The project is divided into three main parts: the data collection, data visualization and the model training.
Data Collection (collect.ipynb)
The data collection is done using the artigo.pt API and parlamento.pt json file with the information about the X Legislature of Portugal. The API is used to obtain news articles from different portuguese newspapers querying by the name of deputies and political parties.
The data retrieved from arquivo.pt is only the urls of the articles, so we need to scrape the articles to get the text. The scraping is done using the newspaper3k library.
After that, the data is saved in a csv file with the following columns: term,url,text,title.
Exploratory Data Analysis (EDA.ipynb)
The EDA is done using the data collected in the previous step. We plot some statistics about the data, like the distribution of the length of the articles and we filter the articles by political category.

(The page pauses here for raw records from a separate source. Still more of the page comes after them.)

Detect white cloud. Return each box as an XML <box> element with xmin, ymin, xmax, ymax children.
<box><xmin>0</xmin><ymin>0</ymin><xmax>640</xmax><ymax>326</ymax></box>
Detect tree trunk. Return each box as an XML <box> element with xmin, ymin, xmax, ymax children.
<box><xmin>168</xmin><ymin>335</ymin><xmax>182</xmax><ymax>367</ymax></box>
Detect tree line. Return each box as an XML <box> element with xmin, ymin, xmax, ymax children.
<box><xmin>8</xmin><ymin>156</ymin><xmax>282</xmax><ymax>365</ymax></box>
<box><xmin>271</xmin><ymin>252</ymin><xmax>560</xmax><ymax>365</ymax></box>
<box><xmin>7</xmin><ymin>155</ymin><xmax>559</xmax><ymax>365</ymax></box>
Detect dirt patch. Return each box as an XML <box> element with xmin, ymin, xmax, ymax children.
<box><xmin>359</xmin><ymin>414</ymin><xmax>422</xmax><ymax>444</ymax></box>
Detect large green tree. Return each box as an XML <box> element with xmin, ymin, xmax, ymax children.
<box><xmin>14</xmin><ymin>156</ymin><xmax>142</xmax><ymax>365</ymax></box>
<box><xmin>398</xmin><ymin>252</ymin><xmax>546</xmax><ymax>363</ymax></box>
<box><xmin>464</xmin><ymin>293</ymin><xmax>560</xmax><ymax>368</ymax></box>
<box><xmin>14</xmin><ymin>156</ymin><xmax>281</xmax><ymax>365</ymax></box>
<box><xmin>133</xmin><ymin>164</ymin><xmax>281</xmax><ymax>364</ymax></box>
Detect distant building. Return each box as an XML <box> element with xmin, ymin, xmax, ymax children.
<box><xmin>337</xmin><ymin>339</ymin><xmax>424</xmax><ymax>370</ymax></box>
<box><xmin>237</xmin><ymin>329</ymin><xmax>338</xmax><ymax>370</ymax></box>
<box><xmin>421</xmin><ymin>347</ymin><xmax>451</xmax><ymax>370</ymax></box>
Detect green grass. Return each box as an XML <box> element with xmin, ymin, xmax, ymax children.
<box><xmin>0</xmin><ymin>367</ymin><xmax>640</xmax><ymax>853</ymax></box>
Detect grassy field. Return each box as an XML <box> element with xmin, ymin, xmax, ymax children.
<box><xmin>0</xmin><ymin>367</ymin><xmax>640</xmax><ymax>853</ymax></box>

We also plot the most common words in the articles as the bigrams and trigrams. It is also plotted the wordcloud of the most common words.
AI Analysis (model.ipynb)
The AI analysis is done by sentiment analysis of the articles. To do that, first we need to translate the articles to english using the googletrans library in the (translate.py)[translate.py] file.
After all the text is translated, we use Vader from the nltk library to classify the sentiment of the articles. The sentiment is classified in two categories: positive and negative. Then we search for the politicians names referenced in the articles and coorelate the sentiment of the article with the politician. With this information we can visualize the sentiment of the newspapers towards the politicians and theirs parties.